Bug #25065
openCloudflare captcha gating anonymous HTML fetches of *.commons.gc.cuny.edu
0%
Description
Quick follow-up related to #24987 (thanks again for the WAF exception that fixed the wp-json case).
Noticed a related behavior on the public-facing side worth a look. Anonymous HTML fetches of my site's home page get captcha-walled by Cloudflare, even from non-suspicious user agents.
Reproducer¶
curl -A "Mozilla/5.0 (compatible; LinkPreview)" https://khatchad.commons.gc.cuny.edu/
Response is a "Captcha Required" interstitial (HTML body containing the challenge, no actual page content).
Two questions¶
- Is this anonymous-fetch challenge intentional, or is the WAF being aggressive with user agents Cloudflare doesn't recognize?
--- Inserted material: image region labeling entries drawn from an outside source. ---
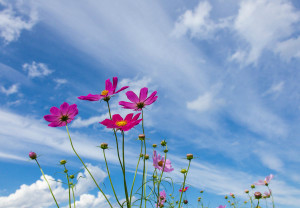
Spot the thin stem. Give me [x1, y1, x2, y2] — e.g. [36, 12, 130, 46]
[66, 125, 113, 208]
[121, 131, 131, 208]
[64, 164, 71, 208]
[178, 160, 191, 208]
[35, 159, 59, 208]
[72, 185, 76, 208]
[103, 149, 122, 207]
[129, 141, 143, 204]
[157, 150, 167, 206]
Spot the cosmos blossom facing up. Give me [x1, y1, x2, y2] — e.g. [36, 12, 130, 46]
[119, 87, 158, 111]
[179, 186, 189, 192]
[254, 174, 274, 186]
[78, 77, 129, 101]
[152, 150, 174, 172]
[99, 113, 142, 131]
[44, 102, 78, 127]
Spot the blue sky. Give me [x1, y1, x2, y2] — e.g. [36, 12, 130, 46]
[0, 0, 300, 208]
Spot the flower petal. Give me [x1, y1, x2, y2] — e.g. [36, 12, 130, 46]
[126, 91, 139, 103]
[115, 86, 129, 93]
[139, 87, 148, 102]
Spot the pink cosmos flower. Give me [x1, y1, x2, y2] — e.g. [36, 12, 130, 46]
[119, 87, 157, 111]
[152, 150, 174, 172]
[44, 102, 78, 127]
[78, 77, 129, 101]
[254, 174, 274, 186]
[179, 186, 189, 192]
[155, 190, 167, 207]
[99, 113, 142, 131]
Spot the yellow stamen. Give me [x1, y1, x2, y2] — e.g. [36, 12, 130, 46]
[116, 120, 127, 126]
[101, 90, 108, 96]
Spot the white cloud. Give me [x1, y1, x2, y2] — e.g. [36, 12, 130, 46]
[0, 1, 38, 44]
[0, 164, 106, 208]
[232, 0, 300, 64]
[22, 61, 53, 78]
[0, 84, 19, 95]
[54, 78, 68, 88]
[172, 1, 230, 38]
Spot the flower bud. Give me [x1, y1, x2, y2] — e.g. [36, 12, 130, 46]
[59, 160, 67, 165]
[28, 152, 37, 160]
[100, 143, 108, 150]
[139, 134, 145, 140]
[160, 140, 167, 147]
[254, 191, 261, 199]
[186, 154, 194, 160]
[180, 169, 187, 174]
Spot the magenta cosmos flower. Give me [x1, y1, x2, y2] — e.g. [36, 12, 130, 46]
[155, 190, 167, 207]
[254, 174, 274, 186]
[44, 102, 78, 127]
[99, 113, 142, 131]
[179, 186, 189, 192]
[152, 150, 174, 172]
[119, 87, 157, 111]
[78, 77, 129, 101]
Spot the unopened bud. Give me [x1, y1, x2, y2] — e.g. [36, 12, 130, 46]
[180, 169, 187, 174]
[186, 154, 194, 160]
[100, 143, 108, 150]
[254, 191, 261, 199]
[160, 140, 167, 147]
[139, 134, 145, 140]
[28, 152, 37, 160]
[59, 160, 67, 165]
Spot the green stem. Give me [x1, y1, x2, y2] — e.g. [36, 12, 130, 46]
[66, 125, 113, 208]
[129, 141, 143, 204]
[121, 131, 131, 208]
[178, 160, 191, 208]
[103, 149, 122, 207]
[35, 159, 59, 208]
[72, 184, 76, 208]
[157, 150, 167, 206]
[64, 164, 71, 208]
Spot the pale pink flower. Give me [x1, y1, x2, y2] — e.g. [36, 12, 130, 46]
[254, 174, 274, 186]
[119, 87, 157, 111]
[78, 77, 128, 101]
[179, 186, 189, 192]
[152, 150, 174, 172]
[44, 102, 78, 127]
[99, 113, 142, 131]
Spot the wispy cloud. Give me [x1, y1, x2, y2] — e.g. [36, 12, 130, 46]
[22, 61, 53, 78]
[0, 84, 19, 96]
[0, 1, 38, 44]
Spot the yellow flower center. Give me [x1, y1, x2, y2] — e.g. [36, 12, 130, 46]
[101, 90, 108, 96]
[116, 120, 127, 126]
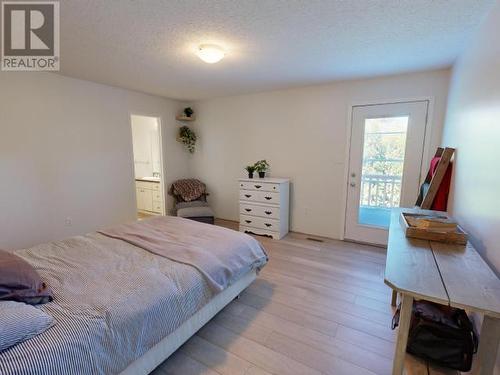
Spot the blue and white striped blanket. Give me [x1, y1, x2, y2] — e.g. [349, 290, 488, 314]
[0, 233, 264, 375]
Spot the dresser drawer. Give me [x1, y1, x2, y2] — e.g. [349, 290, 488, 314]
[153, 201, 163, 214]
[240, 180, 280, 192]
[240, 202, 280, 219]
[135, 181, 160, 191]
[153, 190, 163, 202]
[240, 190, 280, 204]
[240, 215, 280, 231]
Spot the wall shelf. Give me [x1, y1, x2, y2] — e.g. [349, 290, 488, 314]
[175, 115, 196, 121]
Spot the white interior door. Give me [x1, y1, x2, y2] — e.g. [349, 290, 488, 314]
[344, 101, 429, 245]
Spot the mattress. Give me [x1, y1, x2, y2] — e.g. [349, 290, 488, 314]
[0, 233, 264, 375]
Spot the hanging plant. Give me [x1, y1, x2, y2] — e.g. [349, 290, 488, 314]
[179, 126, 196, 154]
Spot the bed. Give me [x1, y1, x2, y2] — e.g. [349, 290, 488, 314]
[0, 217, 267, 375]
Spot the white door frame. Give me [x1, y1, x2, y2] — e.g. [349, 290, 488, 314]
[339, 96, 436, 241]
[128, 111, 167, 216]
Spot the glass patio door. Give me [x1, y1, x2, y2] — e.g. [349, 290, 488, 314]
[344, 101, 428, 245]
- Are there explicit exemptions configured for social-media preview bots (LinkedIn, Twitter/X, Slack, Mastodon, Facebook)? My main concern is link previews for shared posts coming up blank.
Major search-engine crawlers (Googlebot, Bingbot) typically have verified-IP allowlists that bypass these, so I'm less worried about indexing impact -- but worth confirming.
Thanks,
Raffi
Updated by Raymond Hoh 27 days ago
Raffi, I've edited the ticket description so it uses the ticket's "Description" field rather than the "Deployment Actions" field meant for internal usage.
Just going to quickly reply to your points.
Is this anonymous-fetch challenge intentional, or is the WAF being aggressive with user agents Cloudflare doesn't recognize?
Probably the latter, which would explain the curl command not working.
Are there explicit exemptions configured for social-media preview bots (LinkedIn, Twitter/X, Slack, Mastodon, Facebook)? My main concern is link previews for shared posts coming up blank.
We've had issues where the WAF has been a bit more aggressive. See #24092 for Facebook and LinkedIn. If you are running into issues with other social media sites, let us know.
Updated by Boone Gorges 26 days ago
I agree with Ray that this is very likely part of Cloudflare's general algorithms and heuristics for identifying malicious bot traffic. I've sent off an inquiry to our host, and perhaps they'll provide us with some more context. In the meantime, let us know if you discover any actual functional problems that arise from the behavior.
Updated by Raffi Khatchadourian 26 days ago
Yup, I'm seeing it on LinkedIn; no link preview, which used to come up.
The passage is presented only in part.